Format & storage

Format & storage

sysuse census.dta, clear
generate urban_share = popurban/pop
* Format
// Sometimes, it is useful to fix how the variables should be displayed
// You can set the format of one or more variables using the command format
help format

* Create copies for comparison
gen urban_share1 = urban_share
gen urban_share2 = urban_share
gen urban_share3 = urban_share
gen urban_share4 = urban_share
gen urban_share5 = urban_share
br urban_share*

* Format "general" --> how much space should be used to display the content

format urban_share1 %12.0g // total display: 12 units (some might be "empty", i.e., blanks), Stata chooses how many after the decimal point
format urban_share2 %6.0g // total display: 6 units, Stata chooses how many after the decimal point

* Format "fixed" --> fixes how many digits after the decimal point will be displayed
format urban_share3 %9.2f // total display: 9 units (some might be "empty"), after the decimal point: exactly 2
format urban_share4 %9.3f // total display: 9 units, after the decimal point: exactly 3
format urban_share5 %-9.3f // same as before, but left-justified
* Storage types
// The storage that variables need differs, compare for example
gen dummy1 = 1 // --> only few storage needed
gen dummy2 = 132224238 // --> more storage needed
gen dummy3 = sqrt(pop) // --> even more storage needed
help data types // You can set the data type of the variables to balance storage & precision
* Set data type when generating variables
gen byte dummy4 = 1 // "byte" sufficient for values between -127 and 100
* Compress data
compress // minimize storage without loss of information
* Change storage type
recast double dummy2 // you can always change to a higher storage type
recast byte dummy2 // you cannot always change to a lower storage type without information loss
recast byte dummy2, force // use "force", if you are willing to give up the precision
* Common mistake
sysuse census.dta, clear
gen urban_share = popurban/pop // Let's assume you know the size of the urban population and the total population in Alabama
list popurban pop if state=="Alabama" // So, you should be able to find the observation for which urban_share== 2,337,713 / 3,893,888
tab state if urban_share== 2337713 / 3893888 // No observation was found
/*
Stata calculates with a high precision, but the default storage of variables is float, which is not as precise. Most of the time, this doesn't matter, but in some cases, this can be crucial. In these cases, make sure that variables are created as double (or are imported as double).
*/

gen double urban_share_prec = popurban/pop
tab state if urban_share_prec== 2337713 / 3893888

// If you only want to filter, use the float() to transform the precise calculation into a float:
tab state if urban_share== float(2337713 / 3893888)

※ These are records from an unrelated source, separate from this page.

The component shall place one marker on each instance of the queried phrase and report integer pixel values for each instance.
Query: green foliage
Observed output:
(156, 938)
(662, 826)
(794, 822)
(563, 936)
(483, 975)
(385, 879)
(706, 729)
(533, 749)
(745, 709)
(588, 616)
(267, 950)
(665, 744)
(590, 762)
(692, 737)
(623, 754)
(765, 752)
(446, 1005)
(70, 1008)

// This can also happen when you don't expect it
gen dummy5 = 0.1
count if dummy5==0.1
count if dummy5==float(0.1) // The reason is that Stata works with binary, not decimal numbers
// --> 0.1 is an infinitive binary number, such as 1/11 in decimal numbers
/*
You can also set the default such that Stata always creates variables as double, but this needs much more storage ("set type"). Make sure to use "compress" to save storage for all variables which are stored in a higher class than needed.
*/

Exercise

Load the pre-installed dataset auto.

  1. Change the display format of the variable “price” such that two digits after the decimal point are depicted.
  2. You can also tell the display command in which format it should display something (see help file). Display the number 1/11 using different formats: 9 units in the general format, 9 units (none after the decimal point) in the fixed format, and 9 units (7 after the decimal point) in the fixed format. What do you observe?
  3. Which storage type does the variable “rep78” have? Change its storage to the lowest storage format possible without loss of information.
  4. Summarize the variable “gear_ratio”. Use the command “tab” or “list” to show the name of the car with the lowest gear ratio.